Research universities hold a unique, central position in a global economy increasingly dependent on knowledge. The successful integration of education and research has stimulated regional and national growth, generating hopes of future growth as well as expectations that universities should generate economic returns on their own. But while universities are still seen as local assets, they must perform in an environment where critical resources – data, standards, tools, skills, and expertise – are becoming ever more mobile and globally accessible.

At the same time, the entire academic enterprise is greatly empowered by these resources, which are used to develop and manage knowledge in new ways by faculty, staff, and students. The success of the Internet provides a compelling account of transformation and leadership within the academic community. Researchers pioneered the early development of the Internet, while leading universities helped it expand from a research project used for research to a production infrastructure primed for commercialization and unlimited uses.
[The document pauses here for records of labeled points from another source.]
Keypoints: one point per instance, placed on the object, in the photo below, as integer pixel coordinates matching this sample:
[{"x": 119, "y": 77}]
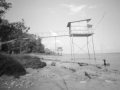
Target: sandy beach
[{"x": 64, "y": 76}]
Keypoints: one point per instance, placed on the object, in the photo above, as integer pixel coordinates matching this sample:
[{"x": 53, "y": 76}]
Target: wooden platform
[{"x": 82, "y": 35}]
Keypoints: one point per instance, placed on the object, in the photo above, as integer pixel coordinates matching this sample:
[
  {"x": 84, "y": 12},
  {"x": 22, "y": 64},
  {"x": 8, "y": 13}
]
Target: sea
[{"x": 111, "y": 58}]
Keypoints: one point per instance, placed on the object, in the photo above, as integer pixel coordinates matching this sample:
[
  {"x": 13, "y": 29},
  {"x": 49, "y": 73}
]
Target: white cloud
[
  {"x": 91, "y": 7},
  {"x": 75, "y": 9},
  {"x": 53, "y": 33}
]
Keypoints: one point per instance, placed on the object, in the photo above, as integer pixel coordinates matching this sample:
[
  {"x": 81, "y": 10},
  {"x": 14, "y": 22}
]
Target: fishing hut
[{"x": 81, "y": 29}]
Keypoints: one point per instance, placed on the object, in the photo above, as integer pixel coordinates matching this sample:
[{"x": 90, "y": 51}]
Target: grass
[{"x": 14, "y": 65}]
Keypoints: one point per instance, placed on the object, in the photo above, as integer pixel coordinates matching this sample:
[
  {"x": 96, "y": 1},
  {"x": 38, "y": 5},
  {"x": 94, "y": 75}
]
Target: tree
[{"x": 4, "y": 6}]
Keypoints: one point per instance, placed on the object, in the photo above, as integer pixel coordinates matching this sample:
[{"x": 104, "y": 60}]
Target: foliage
[
  {"x": 10, "y": 66},
  {"x": 3, "y": 7},
  {"x": 18, "y": 32}
]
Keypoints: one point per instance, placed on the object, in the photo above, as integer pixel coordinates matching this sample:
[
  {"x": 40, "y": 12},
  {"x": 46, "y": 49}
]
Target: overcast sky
[{"x": 53, "y": 15}]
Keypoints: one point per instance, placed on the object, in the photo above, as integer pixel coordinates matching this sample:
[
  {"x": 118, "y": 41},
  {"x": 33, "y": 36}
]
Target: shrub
[{"x": 10, "y": 66}]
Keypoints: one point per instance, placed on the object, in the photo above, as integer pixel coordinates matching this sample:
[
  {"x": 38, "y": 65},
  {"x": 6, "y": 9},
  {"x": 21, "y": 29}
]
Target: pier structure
[{"x": 79, "y": 29}]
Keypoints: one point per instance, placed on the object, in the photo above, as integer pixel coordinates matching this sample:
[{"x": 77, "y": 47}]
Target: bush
[{"x": 10, "y": 66}]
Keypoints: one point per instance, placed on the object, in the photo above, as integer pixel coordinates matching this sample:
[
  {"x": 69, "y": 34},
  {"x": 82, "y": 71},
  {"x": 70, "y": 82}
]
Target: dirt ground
[{"x": 64, "y": 76}]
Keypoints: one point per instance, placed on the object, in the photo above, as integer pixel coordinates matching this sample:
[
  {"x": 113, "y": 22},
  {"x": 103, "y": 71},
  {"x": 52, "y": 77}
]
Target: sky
[{"x": 53, "y": 16}]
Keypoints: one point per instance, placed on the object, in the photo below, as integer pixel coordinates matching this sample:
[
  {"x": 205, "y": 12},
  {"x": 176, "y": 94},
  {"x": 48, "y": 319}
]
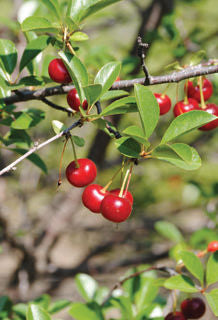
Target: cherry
[
  {"x": 194, "y": 91},
  {"x": 74, "y": 100},
  {"x": 127, "y": 195},
  {"x": 164, "y": 102},
  {"x": 193, "y": 308},
  {"x": 58, "y": 72},
  {"x": 82, "y": 176},
  {"x": 182, "y": 107},
  {"x": 212, "y": 109},
  {"x": 175, "y": 316},
  {"x": 93, "y": 196},
  {"x": 212, "y": 246},
  {"x": 115, "y": 208}
]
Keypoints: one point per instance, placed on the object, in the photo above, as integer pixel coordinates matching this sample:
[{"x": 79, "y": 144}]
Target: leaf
[
  {"x": 8, "y": 55},
  {"x": 169, "y": 231},
  {"x": 107, "y": 75},
  {"x": 185, "y": 123},
  {"x": 128, "y": 147},
  {"x": 36, "y": 312},
  {"x": 212, "y": 298},
  {"x": 212, "y": 269},
  {"x": 148, "y": 109},
  {"x": 180, "y": 282},
  {"x": 193, "y": 264},
  {"x": 32, "y": 49}
]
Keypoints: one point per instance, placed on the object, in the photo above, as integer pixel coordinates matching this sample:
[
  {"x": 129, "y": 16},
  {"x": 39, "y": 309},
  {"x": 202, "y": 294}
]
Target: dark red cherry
[
  {"x": 115, "y": 209},
  {"x": 212, "y": 109},
  {"x": 194, "y": 91},
  {"x": 193, "y": 308},
  {"x": 83, "y": 175},
  {"x": 58, "y": 72},
  {"x": 164, "y": 102},
  {"x": 93, "y": 196},
  {"x": 182, "y": 107}
]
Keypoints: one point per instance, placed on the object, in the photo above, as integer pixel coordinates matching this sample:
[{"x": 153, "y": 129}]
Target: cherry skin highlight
[
  {"x": 115, "y": 209},
  {"x": 193, "y": 308},
  {"x": 74, "y": 100},
  {"x": 58, "y": 72},
  {"x": 212, "y": 109},
  {"x": 82, "y": 176},
  {"x": 93, "y": 196},
  {"x": 164, "y": 102},
  {"x": 182, "y": 107}
]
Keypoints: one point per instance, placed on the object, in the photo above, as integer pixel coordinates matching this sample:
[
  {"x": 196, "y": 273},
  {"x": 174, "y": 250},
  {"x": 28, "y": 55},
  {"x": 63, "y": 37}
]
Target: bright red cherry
[
  {"x": 58, "y": 72},
  {"x": 182, "y": 107},
  {"x": 212, "y": 109},
  {"x": 127, "y": 195},
  {"x": 115, "y": 209},
  {"x": 74, "y": 100},
  {"x": 93, "y": 196},
  {"x": 175, "y": 316},
  {"x": 212, "y": 246},
  {"x": 164, "y": 102},
  {"x": 82, "y": 176},
  {"x": 194, "y": 91},
  {"x": 193, "y": 308}
]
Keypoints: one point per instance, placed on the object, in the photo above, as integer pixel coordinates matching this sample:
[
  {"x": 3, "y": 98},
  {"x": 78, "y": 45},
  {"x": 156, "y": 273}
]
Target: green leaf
[
  {"x": 212, "y": 269},
  {"x": 148, "y": 109},
  {"x": 212, "y": 298},
  {"x": 120, "y": 106},
  {"x": 86, "y": 285},
  {"x": 32, "y": 49},
  {"x": 128, "y": 147},
  {"x": 193, "y": 264},
  {"x": 8, "y": 55},
  {"x": 169, "y": 231},
  {"x": 36, "y": 312},
  {"x": 107, "y": 75},
  {"x": 180, "y": 282},
  {"x": 185, "y": 123}
]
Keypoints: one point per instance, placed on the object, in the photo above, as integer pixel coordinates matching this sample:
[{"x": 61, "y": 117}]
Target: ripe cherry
[
  {"x": 93, "y": 196},
  {"x": 175, "y": 316},
  {"x": 83, "y": 175},
  {"x": 194, "y": 91},
  {"x": 115, "y": 208},
  {"x": 164, "y": 102},
  {"x": 193, "y": 308},
  {"x": 74, "y": 100},
  {"x": 212, "y": 109},
  {"x": 182, "y": 107},
  {"x": 58, "y": 72},
  {"x": 212, "y": 246}
]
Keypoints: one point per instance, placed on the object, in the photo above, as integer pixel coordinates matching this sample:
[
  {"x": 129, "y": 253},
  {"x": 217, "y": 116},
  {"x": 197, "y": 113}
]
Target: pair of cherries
[
  {"x": 111, "y": 205},
  {"x": 190, "y": 309}
]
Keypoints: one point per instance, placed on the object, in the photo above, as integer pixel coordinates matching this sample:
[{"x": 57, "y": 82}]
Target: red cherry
[
  {"x": 115, "y": 209},
  {"x": 182, "y": 107},
  {"x": 175, "y": 316},
  {"x": 74, "y": 100},
  {"x": 82, "y": 176},
  {"x": 212, "y": 246},
  {"x": 194, "y": 92},
  {"x": 93, "y": 196},
  {"x": 212, "y": 109},
  {"x": 58, "y": 72},
  {"x": 193, "y": 308},
  {"x": 127, "y": 195},
  {"x": 164, "y": 102}
]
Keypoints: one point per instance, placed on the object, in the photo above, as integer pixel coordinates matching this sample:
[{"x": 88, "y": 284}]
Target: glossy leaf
[
  {"x": 185, "y": 123},
  {"x": 107, "y": 75},
  {"x": 148, "y": 109}
]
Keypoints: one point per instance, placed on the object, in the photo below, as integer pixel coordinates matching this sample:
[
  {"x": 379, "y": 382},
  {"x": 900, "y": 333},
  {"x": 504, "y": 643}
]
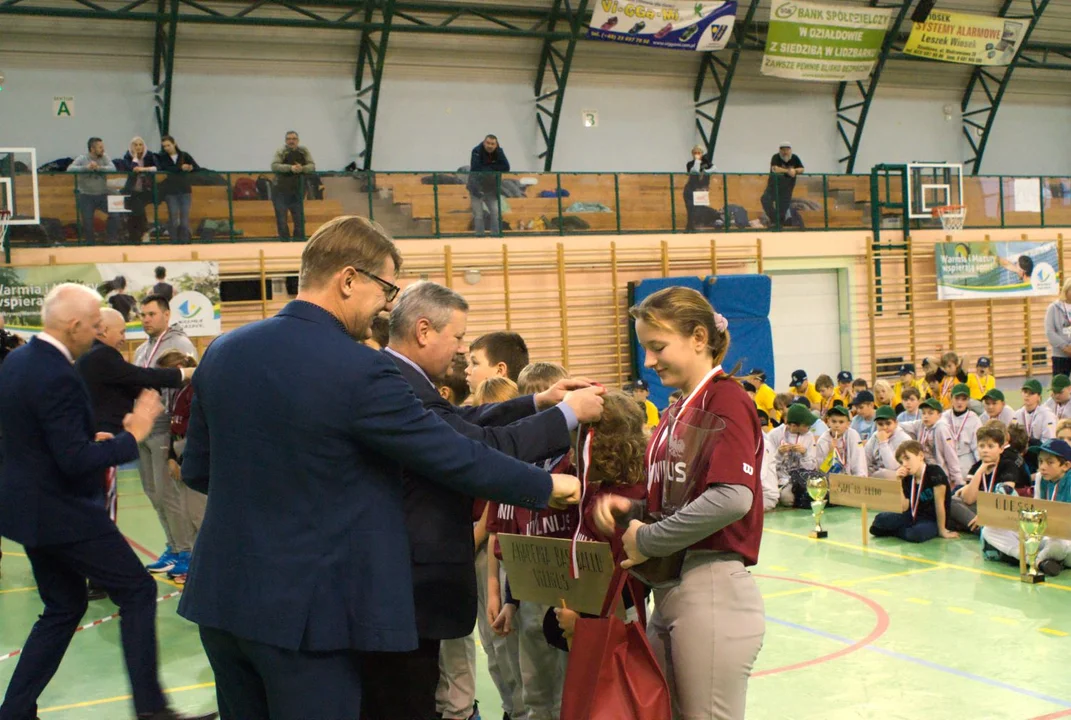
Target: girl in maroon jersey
[{"x": 706, "y": 630}]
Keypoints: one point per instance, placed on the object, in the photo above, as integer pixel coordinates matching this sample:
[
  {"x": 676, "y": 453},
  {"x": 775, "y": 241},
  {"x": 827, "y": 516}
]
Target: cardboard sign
[
  {"x": 538, "y": 569},
  {"x": 1001, "y": 512},
  {"x": 856, "y": 492}
]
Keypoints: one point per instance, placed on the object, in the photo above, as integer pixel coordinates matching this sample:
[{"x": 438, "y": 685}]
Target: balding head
[
  {"x": 71, "y": 313},
  {"x": 112, "y": 328}
]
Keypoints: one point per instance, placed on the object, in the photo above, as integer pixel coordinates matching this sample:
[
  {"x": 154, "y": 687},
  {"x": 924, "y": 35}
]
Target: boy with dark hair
[
  {"x": 999, "y": 468},
  {"x": 496, "y": 355},
  {"x": 925, "y": 501}
]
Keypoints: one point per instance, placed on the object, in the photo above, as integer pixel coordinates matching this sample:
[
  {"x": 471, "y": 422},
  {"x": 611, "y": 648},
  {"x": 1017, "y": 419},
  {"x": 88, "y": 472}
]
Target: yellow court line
[
  {"x": 119, "y": 699},
  {"x": 19, "y": 589},
  {"x": 901, "y": 556}
]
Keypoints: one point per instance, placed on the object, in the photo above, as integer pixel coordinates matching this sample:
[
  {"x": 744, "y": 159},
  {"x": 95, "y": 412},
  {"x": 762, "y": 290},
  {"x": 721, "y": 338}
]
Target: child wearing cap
[
  {"x": 1053, "y": 483},
  {"x": 981, "y": 380},
  {"x": 794, "y": 447},
  {"x": 880, "y": 450},
  {"x": 995, "y": 407},
  {"x": 999, "y": 468},
  {"x": 909, "y": 402},
  {"x": 843, "y": 391},
  {"x": 825, "y": 387},
  {"x": 1038, "y": 420},
  {"x": 840, "y": 449},
  {"x": 640, "y": 391},
  {"x": 802, "y": 388},
  {"x": 963, "y": 423},
  {"x": 1060, "y": 402},
  {"x": 925, "y": 501},
  {"x": 863, "y": 422},
  {"x": 935, "y": 437}
]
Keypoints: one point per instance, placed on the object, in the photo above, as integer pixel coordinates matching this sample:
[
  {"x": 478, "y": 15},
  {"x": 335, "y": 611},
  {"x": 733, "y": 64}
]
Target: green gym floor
[{"x": 890, "y": 631}]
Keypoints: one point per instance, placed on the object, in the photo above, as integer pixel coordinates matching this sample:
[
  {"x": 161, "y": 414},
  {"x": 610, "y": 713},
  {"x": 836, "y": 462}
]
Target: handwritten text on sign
[
  {"x": 1001, "y": 512},
  {"x": 539, "y": 571},
  {"x": 855, "y": 492}
]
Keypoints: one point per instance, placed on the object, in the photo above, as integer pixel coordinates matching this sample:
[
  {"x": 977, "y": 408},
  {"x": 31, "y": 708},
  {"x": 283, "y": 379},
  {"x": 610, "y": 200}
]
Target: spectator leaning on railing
[
  {"x": 93, "y": 189},
  {"x": 487, "y": 158},
  {"x": 289, "y": 164}
]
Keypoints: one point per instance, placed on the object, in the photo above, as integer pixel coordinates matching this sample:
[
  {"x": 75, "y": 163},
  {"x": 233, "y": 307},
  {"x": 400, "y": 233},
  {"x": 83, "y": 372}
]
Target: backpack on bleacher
[{"x": 245, "y": 189}]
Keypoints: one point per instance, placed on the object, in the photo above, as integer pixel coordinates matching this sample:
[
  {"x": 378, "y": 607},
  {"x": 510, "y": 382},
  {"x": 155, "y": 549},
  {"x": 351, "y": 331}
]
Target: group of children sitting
[{"x": 946, "y": 436}]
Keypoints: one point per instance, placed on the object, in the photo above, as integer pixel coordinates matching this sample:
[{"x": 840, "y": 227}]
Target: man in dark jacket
[
  {"x": 427, "y": 325},
  {"x": 487, "y": 159}
]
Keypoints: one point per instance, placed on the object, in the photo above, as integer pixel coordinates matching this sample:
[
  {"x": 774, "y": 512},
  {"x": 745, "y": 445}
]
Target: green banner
[
  {"x": 195, "y": 303},
  {"x": 825, "y": 43}
]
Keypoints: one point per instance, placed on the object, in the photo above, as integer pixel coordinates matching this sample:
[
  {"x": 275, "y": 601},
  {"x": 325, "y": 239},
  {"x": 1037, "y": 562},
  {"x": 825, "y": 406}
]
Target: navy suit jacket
[
  {"x": 439, "y": 519},
  {"x": 299, "y": 436},
  {"x": 51, "y": 481}
]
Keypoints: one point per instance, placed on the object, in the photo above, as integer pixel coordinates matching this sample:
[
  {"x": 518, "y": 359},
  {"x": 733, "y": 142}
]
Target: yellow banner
[{"x": 973, "y": 40}]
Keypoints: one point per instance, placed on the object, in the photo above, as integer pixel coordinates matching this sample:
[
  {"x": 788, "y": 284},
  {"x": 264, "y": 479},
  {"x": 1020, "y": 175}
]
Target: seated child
[
  {"x": 935, "y": 437},
  {"x": 963, "y": 423},
  {"x": 795, "y": 452},
  {"x": 909, "y": 400},
  {"x": 998, "y": 466},
  {"x": 925, "y": 501},
  {"x": 995, "y": 407},
  {"x": 844, "y": 388},
  {"x": 880, "y": 450},
  {"x": 981, "y": 380},
  {"x": 863, "y": 422},
  {"x": 1053, "y": 483},
  {"x": 1060, "y": 402},
  {"x": 839, "y": 449},
  {"x": 617, "y": 466}
]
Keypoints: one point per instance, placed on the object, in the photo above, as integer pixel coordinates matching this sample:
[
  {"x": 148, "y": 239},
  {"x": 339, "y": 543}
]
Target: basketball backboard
[
  {"x": 18, "y": 185},
  {"x": 932, "y": 185}
]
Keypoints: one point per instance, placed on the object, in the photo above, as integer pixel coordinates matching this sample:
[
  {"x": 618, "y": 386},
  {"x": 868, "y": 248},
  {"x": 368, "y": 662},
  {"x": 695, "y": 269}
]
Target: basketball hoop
[{"x": 951, "y": 216}]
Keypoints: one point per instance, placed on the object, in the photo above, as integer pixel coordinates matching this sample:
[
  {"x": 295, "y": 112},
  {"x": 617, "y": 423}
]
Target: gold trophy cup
[
  {"x": 817, "y": 488},
  {"x": 1031, "y": 526}
]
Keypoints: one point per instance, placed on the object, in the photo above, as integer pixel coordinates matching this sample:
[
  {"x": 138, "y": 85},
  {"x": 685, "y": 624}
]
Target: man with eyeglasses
[
  {"x": 178, "y": 516},
  {"x": 299, "y": 435}
]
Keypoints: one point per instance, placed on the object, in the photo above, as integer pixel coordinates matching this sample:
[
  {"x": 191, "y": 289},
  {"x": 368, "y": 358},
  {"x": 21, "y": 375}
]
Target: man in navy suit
[
  {"x": 299, "y": 435},
  {"x": 50, "y": 500},
  {"x": 427, "y": 326}
]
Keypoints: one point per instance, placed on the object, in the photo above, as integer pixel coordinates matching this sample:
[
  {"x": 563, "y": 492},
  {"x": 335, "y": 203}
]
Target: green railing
[{"x": 241, "y": 206}]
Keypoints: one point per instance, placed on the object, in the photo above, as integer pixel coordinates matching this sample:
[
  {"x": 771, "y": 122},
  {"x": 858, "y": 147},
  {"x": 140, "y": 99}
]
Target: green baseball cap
[
  {"x": 885, "y": 413},
  {"x": 1032, "y": 386},
  {"x": 799, "y": 416}
]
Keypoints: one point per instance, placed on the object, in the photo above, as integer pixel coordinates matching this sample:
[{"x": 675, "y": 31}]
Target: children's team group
[{"x": 946, "y": 436}]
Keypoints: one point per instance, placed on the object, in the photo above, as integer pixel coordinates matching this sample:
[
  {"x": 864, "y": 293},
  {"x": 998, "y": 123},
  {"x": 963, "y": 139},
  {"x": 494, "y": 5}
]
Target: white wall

As distinct from conventional notions of technology transfer, commercialization of the Internet did not simply lead to an end product outside of higher education. Rather it signified an ongoing, decentralized and distributed process of transformation inside and outside of academia. The institutional roots of cyberinfrastructure lie in open science, and it draws on the precepts and technology of the open Internet. It is not limited to the sciences but stands as a landmark concept within a broad continuum transforming how knowledge is generated, organized, and applied.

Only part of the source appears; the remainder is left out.